S.H. from New London County, Connecticut writes:
Dear Mister Condo,
I had an issue with my HOA over an irrigation pipe a few years back. After much disagreement with the Board Members and inaction, they sued me because I would not turn the pipe on because they promised to fix the system and did not. I won the case and the irrigation system was moved out plus my legal fees were paid. Ever since, the Board has been trying to get me to move out. They are not repairing gutters, I had flooding from backup of mulch in my condenser pipe causing flooding into my home, no heat or air conditioning due to lack of access to my condenser unit and now have large potholes and water in my garage from lack of maintenance to the drive and I paid $5k for repairs. When I try to speak to Board members they refuse and the Maintenance Company is also trying to get by without repairs because the Board wants them to do as little as possible for my Unit. The only person I hear from is the HOA’s Attorney with threats. I do not want to go to the expense of hiring an Attorney each time these situations come up or have no action taken to protect my property. My question: is there any advice you can give me on how to deal with a difficult HOA and can they refuse to respond to a homeowner and work through their attorney? I do not feel I should have to pay for an attorney to work out every repair issue.

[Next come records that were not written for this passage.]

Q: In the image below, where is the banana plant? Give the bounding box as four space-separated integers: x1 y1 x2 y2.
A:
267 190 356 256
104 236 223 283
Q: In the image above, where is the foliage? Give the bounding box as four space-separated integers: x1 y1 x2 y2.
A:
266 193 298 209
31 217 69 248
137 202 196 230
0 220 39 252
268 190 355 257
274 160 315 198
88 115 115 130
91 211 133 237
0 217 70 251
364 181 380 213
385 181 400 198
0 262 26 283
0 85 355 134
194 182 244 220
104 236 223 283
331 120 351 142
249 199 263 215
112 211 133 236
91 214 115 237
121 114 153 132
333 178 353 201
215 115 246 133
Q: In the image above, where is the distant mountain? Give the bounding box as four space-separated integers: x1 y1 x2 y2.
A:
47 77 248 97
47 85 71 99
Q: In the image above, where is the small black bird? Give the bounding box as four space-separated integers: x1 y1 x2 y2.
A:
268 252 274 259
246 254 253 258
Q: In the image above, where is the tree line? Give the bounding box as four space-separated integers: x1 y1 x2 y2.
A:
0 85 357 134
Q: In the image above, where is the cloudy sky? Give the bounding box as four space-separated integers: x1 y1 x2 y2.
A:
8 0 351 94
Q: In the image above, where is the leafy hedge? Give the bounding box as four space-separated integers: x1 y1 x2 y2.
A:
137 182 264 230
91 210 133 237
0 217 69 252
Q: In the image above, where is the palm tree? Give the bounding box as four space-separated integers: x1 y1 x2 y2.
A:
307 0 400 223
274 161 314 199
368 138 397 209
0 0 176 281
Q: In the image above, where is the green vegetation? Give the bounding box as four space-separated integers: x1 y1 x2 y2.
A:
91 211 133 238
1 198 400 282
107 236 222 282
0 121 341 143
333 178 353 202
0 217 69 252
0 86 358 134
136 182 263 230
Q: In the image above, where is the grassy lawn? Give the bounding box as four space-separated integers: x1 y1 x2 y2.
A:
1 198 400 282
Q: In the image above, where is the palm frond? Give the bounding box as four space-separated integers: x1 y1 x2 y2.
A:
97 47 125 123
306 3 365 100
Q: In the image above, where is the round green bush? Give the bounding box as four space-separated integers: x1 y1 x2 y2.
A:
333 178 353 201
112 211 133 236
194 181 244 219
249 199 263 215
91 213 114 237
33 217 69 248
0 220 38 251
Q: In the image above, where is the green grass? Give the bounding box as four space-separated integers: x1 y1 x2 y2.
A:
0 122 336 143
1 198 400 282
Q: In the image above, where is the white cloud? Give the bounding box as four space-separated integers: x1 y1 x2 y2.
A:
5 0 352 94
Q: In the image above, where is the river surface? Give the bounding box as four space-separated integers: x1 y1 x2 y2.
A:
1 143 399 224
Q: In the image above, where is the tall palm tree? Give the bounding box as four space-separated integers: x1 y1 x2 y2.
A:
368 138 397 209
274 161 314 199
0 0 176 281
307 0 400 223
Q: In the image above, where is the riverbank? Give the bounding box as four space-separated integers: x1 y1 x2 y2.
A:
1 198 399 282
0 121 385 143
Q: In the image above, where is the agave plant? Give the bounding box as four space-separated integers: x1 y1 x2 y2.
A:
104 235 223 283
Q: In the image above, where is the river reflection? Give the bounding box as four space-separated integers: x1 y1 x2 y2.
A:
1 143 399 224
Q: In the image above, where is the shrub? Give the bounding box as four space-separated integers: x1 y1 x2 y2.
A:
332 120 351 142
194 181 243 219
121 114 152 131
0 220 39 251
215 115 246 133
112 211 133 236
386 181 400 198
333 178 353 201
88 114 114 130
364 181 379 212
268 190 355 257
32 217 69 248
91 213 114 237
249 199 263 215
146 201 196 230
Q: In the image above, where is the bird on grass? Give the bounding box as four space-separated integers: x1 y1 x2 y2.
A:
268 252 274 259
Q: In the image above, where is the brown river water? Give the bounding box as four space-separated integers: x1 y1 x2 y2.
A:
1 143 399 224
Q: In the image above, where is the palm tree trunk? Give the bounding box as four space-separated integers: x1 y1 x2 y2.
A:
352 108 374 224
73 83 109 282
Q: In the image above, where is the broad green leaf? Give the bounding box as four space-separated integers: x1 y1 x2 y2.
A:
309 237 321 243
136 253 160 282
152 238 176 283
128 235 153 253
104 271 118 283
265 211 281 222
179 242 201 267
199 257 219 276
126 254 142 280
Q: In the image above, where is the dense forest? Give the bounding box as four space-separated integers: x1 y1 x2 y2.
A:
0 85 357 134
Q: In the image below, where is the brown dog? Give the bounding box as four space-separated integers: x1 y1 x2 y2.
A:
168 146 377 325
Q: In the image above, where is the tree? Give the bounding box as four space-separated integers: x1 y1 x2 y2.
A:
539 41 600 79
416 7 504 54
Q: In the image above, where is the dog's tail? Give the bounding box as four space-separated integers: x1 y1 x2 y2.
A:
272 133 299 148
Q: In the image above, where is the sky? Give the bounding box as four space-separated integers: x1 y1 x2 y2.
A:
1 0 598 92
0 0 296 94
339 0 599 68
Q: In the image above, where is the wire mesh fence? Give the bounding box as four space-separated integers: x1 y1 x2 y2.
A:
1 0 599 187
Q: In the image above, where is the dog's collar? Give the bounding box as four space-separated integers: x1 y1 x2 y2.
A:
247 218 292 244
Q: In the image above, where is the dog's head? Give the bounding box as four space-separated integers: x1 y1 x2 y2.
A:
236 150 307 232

Thank you, Frustrated
Mister Condo replies:
S.H., I am sorry that you and your Board aren’t able to work together more harmoniously. As you have pointed out, there is bad blood from the earlier lawsuit. An attorney friend of mine once said that was life was easier during prehistoric times, we would just beat each other over the head until there was a victor. In modern times, we hit each other over the head with high-priced attorneys to accomplish pretty much the same thing. Joking aside, you have a serious problem here and since the Board isn’t willing to speak to you without an attorney, my best advice to you is to arm yourself with the same, even though it can get expensive. The last time you did so, not only did you prevail, but you also got the association to pay for your legal fees, effectively costing you nothing for the advice of the attorney. The association can certainly use an attorney whenever they see fit. It is expensive and likely unnecessary but they have been down this road before and lost so they may think they are best off using the attorney to protect themselves. You have the right to proper maintenance as outlined in your governing documents. If the association is falling short of their responsibilities, you may have little choice but to sue them again. As last time, be sure to have your attorney include any legal fees in the suit so you are not out of pocket at the end of the process. Other than that, your only other option is to get more reasonable Board members elected. These folks are all volunteer leaders from within your community. As long as your fellow unit owners continue to elect them, I wouldn’t expect much to change. Good luck!